Presidential candidate Bernie Sanders is teaming up with controversial Congresswoman Ilhan Omar to propose a massive bailout for universities, which continue to hike prices for students while expanding bloated departments.

At least, that’s how the headlines should read about the Sanders plan, which he claims will “wipe out” $1.6 trillion in student loan debt, and make public universities, community colleges, and trade schools “free.”

There’s no doubt that the millennial generation is dealing with a heavier student debt burden than generations past, and that debt is having serious consequences for our generation, negatively influencing everything from home ownership rates to marital stability. But as much as young people clamor for relief from what are sometimes mortgage-size student loan payments, the real winner in any debt cancelation or “free college” plans is the universities themselves.

For several decades, the cost of higher education has skyrocketed well above inflation. In 1985, a four-year degree at a public university cost just $8,500 a year in modern dollars, a cost easily born by a part-time or summer job for many students. Today, that cost has more than doubled to $20,000, and more than $40,000 for private institutions, which when added to the cost of living, textbooks, and other expenses, can approach the median income for an American household. These numbers back up the story told by most students: that cost of college today is often well beyond what the vast majority 18-year-olds can hope to cover without large loans.

A major culprit in enabling that student-crippling cost hike? The federal government, which heavily subsidizes universities directly to the tune of billions in taxpayer cash, and indirectly through over a trillion dollars in student loan backing. Unlike a private bank with an eye on its bottom line, government has no incentive not to give huge checks to students seeking degrees that are unlikely to net them the post-graduation salaries that make paying back large loans doable.
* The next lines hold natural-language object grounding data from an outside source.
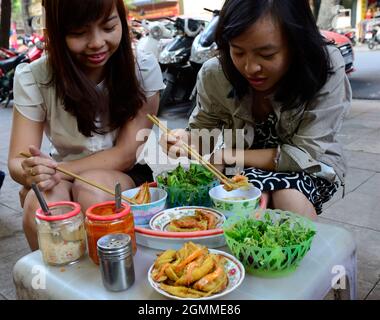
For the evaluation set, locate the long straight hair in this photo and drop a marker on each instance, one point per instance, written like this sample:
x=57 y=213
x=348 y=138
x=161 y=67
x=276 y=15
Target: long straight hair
x=80 y=96
x=310 y=62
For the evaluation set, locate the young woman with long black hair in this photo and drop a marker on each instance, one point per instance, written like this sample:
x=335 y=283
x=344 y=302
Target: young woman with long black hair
x=277 y=78
x=90 y=96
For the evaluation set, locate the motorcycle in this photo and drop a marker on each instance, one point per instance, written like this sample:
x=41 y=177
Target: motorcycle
x=6 y=54
x=375 y=39
x=8 y=67
x=178 y=74
x=204 y=46
x=157 y=36
x=203 y=49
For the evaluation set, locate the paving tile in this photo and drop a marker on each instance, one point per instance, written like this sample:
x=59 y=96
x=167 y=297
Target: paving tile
x=13 y=244
x=375 y=293
x=10 y=221
x=368 y=256
x=7 y=288
x=362 y=160
x=355 y=178
x=360 y=208
x=369 y=143
x=9 y=193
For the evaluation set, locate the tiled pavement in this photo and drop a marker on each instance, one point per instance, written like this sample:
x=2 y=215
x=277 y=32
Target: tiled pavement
x=358 y=211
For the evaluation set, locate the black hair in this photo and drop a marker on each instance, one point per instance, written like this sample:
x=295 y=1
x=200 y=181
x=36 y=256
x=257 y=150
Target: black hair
x=79 y=94
x=310 y=63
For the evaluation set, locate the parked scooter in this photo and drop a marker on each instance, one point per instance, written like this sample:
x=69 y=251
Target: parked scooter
x=6 y=54
x=204 y=46
x=178 y=74
x=154 y=41
x=8 y=67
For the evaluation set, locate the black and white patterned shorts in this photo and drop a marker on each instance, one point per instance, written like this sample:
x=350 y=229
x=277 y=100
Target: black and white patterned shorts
x=317 y=190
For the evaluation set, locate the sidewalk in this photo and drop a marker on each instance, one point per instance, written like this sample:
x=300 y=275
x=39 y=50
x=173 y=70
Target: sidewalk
x=357 y=211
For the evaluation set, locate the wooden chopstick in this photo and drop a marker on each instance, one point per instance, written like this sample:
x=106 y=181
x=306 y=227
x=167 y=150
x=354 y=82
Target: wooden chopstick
x=192 y=152
x=91 y=183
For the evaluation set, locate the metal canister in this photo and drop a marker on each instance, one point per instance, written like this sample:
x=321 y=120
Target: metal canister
x=116 y=261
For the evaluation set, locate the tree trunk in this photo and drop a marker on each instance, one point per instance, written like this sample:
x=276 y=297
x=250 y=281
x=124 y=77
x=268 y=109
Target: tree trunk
x=326 y=14
x=26 y=16
x=5 y=22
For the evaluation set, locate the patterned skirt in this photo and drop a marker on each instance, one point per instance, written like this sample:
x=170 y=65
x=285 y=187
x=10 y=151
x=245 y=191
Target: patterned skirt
x=317 y=190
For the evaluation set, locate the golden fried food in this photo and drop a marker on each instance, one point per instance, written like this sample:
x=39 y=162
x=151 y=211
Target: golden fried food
x=181 y=291
x=190 y=272
x=238 y=182
x=143 y=196
x=202 y=220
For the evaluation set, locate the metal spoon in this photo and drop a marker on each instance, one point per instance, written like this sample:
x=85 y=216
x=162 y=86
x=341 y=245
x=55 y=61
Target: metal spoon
x=118 y=206
x=41 y=200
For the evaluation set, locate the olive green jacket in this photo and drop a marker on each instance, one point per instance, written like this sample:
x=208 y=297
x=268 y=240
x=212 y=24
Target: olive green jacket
x=308 y=134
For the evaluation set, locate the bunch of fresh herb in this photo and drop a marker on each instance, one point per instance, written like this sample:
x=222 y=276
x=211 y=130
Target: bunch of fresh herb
x=190 y=179
x=270 y=233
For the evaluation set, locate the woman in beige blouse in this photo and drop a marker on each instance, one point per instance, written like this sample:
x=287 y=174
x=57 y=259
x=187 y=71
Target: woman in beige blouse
x=90 y=97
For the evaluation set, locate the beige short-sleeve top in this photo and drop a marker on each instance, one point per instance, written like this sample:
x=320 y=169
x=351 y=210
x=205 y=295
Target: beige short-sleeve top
x=37 y=101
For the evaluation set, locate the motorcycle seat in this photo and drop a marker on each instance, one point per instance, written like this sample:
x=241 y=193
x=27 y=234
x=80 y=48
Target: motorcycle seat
x=11 y=63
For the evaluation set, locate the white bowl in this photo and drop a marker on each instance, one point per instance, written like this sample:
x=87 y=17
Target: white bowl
x=142 y=213
x=235 y=273
x=236 y=201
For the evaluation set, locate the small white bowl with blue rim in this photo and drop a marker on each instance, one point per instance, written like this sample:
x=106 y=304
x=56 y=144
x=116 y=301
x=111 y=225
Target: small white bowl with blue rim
x=142 y=213
x=238 y=201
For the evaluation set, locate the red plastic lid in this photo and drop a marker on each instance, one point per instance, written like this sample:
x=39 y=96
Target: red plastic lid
x=171 y=234
x=105 y=211
x=75 y=210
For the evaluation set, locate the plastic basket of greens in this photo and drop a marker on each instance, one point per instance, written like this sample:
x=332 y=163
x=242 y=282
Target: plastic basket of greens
x=187 y=187
x=269 y=243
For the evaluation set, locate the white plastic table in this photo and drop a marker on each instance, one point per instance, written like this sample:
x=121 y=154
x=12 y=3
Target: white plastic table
x=332 y=255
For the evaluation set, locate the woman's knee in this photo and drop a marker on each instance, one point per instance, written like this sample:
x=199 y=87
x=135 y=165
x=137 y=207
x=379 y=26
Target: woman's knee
x=106 y=178
x=295 y=201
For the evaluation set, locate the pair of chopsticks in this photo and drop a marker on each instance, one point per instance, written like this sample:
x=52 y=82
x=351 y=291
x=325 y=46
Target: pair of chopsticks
x=91 y=183
x=193 y=153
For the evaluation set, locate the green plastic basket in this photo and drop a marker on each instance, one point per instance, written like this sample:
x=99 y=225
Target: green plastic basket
x=270 y=262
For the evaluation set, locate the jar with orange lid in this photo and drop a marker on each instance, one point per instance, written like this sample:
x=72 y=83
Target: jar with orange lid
x=102 y=219
x=61 y=235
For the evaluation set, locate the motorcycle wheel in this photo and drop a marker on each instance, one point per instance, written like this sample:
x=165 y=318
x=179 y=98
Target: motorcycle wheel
x=166 y=94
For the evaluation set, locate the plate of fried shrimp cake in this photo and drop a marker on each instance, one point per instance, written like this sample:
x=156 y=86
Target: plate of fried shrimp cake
x=195 y=272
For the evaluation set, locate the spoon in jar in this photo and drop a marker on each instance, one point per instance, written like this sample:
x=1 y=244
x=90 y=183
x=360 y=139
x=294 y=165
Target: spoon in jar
x=118 y=206
x=41 y=200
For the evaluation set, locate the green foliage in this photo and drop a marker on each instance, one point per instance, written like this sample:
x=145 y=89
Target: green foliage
x=270 y=234
x=190 y=179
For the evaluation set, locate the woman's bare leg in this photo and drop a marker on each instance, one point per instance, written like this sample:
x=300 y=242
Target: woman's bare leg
x=294 y=201
x=61 y=192
x=87 y=195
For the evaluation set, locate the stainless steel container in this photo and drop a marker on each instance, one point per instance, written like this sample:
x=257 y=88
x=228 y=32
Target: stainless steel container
x=116 y=261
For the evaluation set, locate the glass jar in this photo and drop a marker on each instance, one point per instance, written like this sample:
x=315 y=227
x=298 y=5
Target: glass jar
x=61 y=235
x=101 y=220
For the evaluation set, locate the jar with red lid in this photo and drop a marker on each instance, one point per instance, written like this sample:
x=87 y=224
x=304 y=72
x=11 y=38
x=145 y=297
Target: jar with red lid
x=61 y=235
x=102 y=219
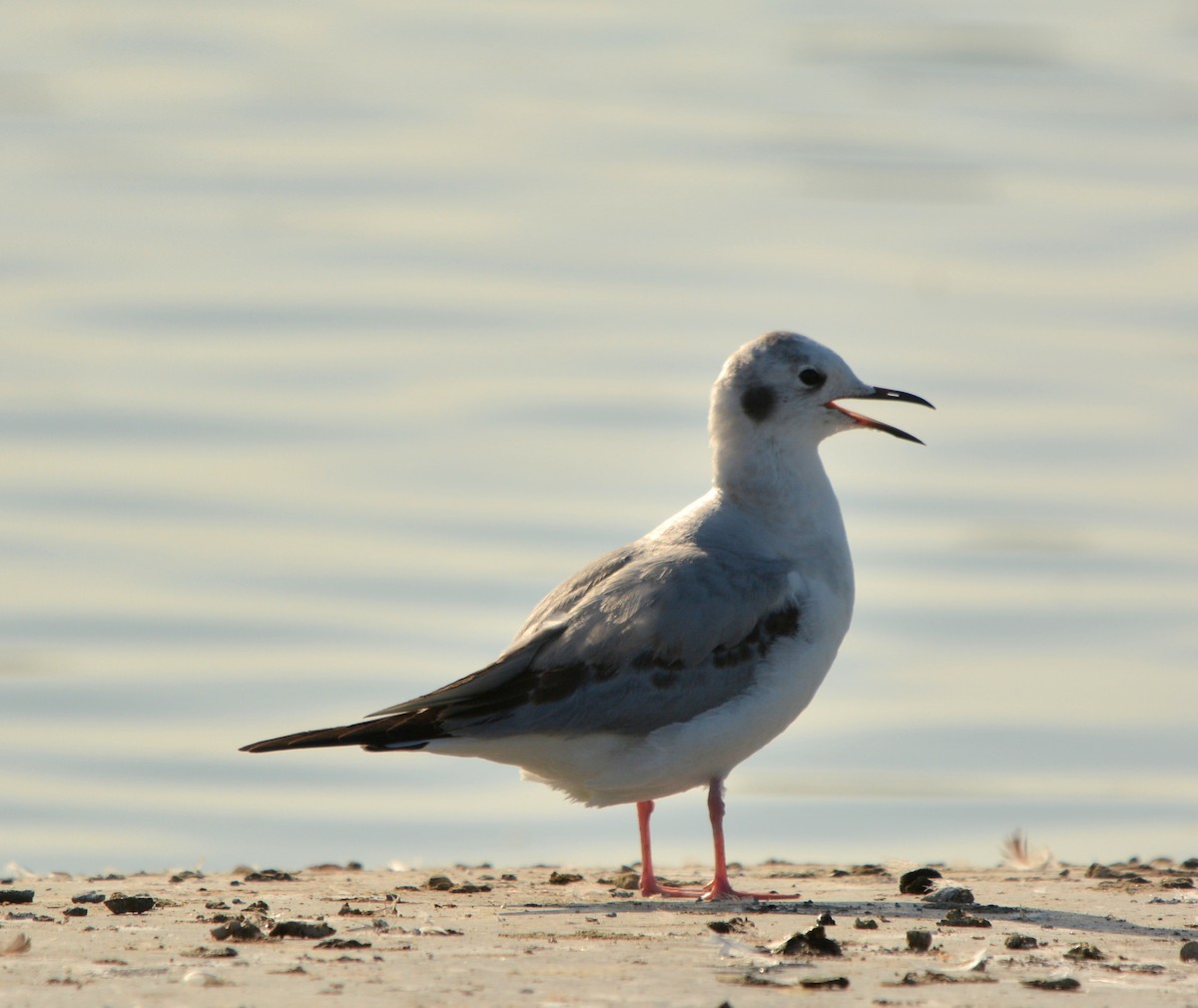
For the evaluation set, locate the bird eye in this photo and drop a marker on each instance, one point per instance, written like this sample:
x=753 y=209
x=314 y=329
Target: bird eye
x=812 y=377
Predictable future loan misery for students is ignored, and because the spigot of cash from the taxpayer is always on, universities have no incentive to deliver on their promises to students.
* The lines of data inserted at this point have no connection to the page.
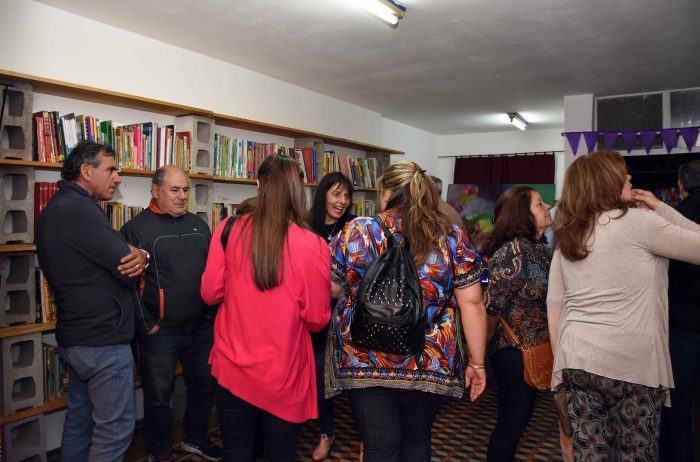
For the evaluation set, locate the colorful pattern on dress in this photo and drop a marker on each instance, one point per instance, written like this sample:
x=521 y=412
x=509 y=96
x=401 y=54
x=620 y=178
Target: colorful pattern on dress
x=613 y=419
x=439 y=368
x=517 y=290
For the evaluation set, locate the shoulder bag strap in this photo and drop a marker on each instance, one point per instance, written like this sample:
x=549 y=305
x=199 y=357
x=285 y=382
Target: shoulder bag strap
x=510 y=333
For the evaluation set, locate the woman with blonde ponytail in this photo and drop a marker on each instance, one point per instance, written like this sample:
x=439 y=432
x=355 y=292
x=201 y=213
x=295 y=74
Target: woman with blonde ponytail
x=395 y=397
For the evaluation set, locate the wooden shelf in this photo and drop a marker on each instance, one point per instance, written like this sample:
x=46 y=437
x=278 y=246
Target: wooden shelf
x=97 y=95
x=14 y=331
x=13 y=248
x=51 y=406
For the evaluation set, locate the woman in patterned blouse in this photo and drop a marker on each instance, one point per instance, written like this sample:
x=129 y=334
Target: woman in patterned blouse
x=395 y=397
x=517 y=291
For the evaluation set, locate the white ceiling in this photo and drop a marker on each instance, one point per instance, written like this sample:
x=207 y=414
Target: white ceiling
x=452 y=66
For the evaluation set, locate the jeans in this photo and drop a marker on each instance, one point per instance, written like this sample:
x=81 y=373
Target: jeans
x=325 y=406
x=100 y=419
x=395 y=425
x=158 y=354
x=238 y=421
x=515 y=403
x=677 y=421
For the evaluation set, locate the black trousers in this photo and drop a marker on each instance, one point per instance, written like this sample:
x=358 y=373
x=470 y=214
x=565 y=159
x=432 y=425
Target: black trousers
x=515 y=402
x=238 y=421
x=395 y=425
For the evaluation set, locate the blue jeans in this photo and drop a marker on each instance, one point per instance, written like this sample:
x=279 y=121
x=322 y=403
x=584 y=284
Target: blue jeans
x=515 y=402
x=158 y=355
x=100 y=418
x=395 y=425
x=325 y=406
x=239 y=421
x=677 y=421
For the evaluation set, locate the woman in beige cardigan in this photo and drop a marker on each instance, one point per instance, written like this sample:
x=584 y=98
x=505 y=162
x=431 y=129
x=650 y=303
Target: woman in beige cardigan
x=607 y=307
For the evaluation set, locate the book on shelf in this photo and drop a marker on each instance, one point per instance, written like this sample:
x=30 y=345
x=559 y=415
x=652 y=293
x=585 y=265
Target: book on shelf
x=238 y=158
x=55 y=373
x=363 y=207
x=363 y=173
x=219 y=213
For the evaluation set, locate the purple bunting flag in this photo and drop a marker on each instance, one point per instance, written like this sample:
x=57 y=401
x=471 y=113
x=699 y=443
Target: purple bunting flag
x=690 y=136
x=670 y=137
x=590 y=138
x=609 y=139
x=574 y=138
x=629 y=139
x=648 y=137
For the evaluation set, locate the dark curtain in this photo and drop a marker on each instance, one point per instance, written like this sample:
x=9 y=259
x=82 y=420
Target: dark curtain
x=505 y=169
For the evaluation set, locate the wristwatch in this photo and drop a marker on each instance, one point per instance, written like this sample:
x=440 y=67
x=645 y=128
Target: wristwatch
x=148 y=258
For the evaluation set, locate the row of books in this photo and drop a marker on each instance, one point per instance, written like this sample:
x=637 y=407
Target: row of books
x=144 y=146
x=45 y=304
x=363 y=208
x=237 y=158
x=55 y=373
x=363 y=173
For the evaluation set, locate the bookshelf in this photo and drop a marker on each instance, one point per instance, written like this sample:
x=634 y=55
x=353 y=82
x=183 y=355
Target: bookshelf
x=66 y=97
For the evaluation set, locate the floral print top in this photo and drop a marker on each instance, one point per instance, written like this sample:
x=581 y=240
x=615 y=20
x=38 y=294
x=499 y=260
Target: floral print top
x=517 y=290
x=439 y=368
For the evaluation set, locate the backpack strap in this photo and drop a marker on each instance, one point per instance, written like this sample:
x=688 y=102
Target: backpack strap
x=227 y=230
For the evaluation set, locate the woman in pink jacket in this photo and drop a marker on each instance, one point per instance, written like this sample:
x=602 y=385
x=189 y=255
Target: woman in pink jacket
x=273 y=283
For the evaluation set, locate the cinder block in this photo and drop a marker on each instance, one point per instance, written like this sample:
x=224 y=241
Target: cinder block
x=200 y=198
x=17 y=288
x=25 y=440
x=16 y=205
x=202 y=131
x=16 y=132
x=22 y=372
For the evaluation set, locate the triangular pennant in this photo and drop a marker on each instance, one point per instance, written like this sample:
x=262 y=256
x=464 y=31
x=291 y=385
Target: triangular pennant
x=670 y=137
x=629 y=138
x=590 y=138
x=609 y=139
x=574 y=138
x=648 y=138
x=690 y=136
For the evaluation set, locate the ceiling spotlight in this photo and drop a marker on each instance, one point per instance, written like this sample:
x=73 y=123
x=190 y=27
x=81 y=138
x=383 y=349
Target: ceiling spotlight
x=517 y=120
x=387 y=10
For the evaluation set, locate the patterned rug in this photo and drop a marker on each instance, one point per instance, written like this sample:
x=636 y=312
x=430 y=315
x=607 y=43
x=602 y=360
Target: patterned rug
x=460 y=433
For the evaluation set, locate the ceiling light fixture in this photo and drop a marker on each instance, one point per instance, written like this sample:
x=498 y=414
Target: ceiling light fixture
x=387 y=10
x=517 y=120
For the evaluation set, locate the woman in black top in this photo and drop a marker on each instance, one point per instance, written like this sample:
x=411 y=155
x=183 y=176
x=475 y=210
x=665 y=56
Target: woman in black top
x=329 y=214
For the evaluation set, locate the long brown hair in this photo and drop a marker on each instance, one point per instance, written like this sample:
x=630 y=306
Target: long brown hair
x=592 y=185
x=281 y=201
x=513 y=218
x=415 y=198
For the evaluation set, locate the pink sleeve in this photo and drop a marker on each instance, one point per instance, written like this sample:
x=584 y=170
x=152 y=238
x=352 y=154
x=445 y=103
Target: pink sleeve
x=214 y=276
x=315 y=308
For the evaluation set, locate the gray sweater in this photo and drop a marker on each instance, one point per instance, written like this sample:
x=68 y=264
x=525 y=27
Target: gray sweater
x=608 y=313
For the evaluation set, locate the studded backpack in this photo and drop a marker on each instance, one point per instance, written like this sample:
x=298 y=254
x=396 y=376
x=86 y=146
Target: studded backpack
x=388 y=313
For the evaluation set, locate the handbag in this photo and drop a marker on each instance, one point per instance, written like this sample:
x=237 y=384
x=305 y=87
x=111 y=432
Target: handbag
x=537 y=359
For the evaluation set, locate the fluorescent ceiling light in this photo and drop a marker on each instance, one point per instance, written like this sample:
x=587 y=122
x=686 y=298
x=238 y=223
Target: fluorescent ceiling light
x=517 y=120
x=387 y=10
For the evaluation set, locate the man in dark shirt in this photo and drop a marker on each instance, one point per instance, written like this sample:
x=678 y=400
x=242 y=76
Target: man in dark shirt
x=92 y=271
x=173 y=323
x=684 y=334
The government is making loans to vulnerable teenagers they know will be difficult or impossible to pay back. In the private context, we’d be looking at the lenders and higher education providers as potentially fraudulent.

Even worse, the constant infusion of “free cash” into the higher education system is a main driver of the ever-greater sticker price. When everyone has access to a loan that will give them $40,000, universities have no incentive to charge any less, and often will charge even more on the assumption that families will be able to pony up a few extra thousand on top of the loans.
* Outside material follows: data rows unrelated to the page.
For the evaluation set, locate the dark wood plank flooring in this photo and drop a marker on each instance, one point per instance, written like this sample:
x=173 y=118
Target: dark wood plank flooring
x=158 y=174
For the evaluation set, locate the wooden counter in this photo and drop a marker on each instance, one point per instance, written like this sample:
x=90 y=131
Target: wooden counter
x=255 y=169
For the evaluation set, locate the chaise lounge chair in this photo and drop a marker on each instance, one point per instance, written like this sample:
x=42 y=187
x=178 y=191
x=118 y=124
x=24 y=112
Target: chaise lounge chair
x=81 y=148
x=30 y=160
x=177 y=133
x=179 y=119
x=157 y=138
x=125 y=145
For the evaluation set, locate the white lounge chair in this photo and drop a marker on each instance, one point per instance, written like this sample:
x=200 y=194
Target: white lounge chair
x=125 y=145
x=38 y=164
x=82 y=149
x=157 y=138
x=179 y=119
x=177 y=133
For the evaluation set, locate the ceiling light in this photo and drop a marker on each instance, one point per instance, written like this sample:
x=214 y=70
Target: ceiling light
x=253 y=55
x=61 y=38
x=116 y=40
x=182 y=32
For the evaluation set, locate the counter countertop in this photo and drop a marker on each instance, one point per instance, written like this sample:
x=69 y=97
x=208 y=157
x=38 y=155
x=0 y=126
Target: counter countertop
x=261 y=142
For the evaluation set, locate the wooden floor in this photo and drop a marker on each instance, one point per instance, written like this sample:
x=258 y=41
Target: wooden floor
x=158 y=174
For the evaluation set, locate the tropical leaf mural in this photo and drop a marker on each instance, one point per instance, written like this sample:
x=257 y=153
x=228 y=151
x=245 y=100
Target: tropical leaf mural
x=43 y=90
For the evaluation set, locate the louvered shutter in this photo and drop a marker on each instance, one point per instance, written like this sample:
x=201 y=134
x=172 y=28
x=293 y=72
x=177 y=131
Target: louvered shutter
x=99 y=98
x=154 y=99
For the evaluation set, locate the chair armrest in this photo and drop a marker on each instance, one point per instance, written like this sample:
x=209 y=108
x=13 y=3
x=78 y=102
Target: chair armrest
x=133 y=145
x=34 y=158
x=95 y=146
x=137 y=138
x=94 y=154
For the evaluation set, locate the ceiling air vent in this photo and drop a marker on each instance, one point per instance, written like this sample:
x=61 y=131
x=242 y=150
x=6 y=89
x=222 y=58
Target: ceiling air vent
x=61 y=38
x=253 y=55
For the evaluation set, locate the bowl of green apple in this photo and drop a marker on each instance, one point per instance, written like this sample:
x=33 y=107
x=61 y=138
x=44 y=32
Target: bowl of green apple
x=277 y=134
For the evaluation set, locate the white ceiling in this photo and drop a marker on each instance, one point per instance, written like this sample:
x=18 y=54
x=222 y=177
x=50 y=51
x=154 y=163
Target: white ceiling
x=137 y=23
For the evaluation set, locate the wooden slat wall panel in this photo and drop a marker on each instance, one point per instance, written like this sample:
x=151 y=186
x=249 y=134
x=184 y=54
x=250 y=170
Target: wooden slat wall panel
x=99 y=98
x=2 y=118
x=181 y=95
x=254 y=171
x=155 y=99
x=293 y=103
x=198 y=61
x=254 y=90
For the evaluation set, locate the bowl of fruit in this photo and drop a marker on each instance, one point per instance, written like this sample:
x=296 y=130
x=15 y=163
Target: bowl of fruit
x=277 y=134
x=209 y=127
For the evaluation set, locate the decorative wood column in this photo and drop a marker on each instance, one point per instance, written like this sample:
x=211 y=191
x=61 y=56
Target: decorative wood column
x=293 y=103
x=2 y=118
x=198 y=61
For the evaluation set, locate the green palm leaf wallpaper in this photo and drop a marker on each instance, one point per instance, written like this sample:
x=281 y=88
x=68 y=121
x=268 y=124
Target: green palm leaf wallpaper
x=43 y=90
The student is on the hook for eye-popping loans, and the taxpayer is the unwitting cosigner to pay back that $1.6 trillion if students are unable to make the payments. The only happy partner in this system is the universities, who have already been paid for their services upfront and are spared the necessity of actually making the case for the value of the degrees they’re selling.

Sanders and fellow candidate Elizabeth Warren, who has proposed a similar plan, promise to relive the pain for borrowers. Instead, their loan forgiveness proposals will shift that pain onto taxpayers – two-thirds of whom do not have four-year degrees themselves – and onto future students. Universities will continue to bear no responsibility for their expensive and oversold product.

And the vicious cycle that has put college out of financial reach for middle-class families will be perpetuated for the next generation.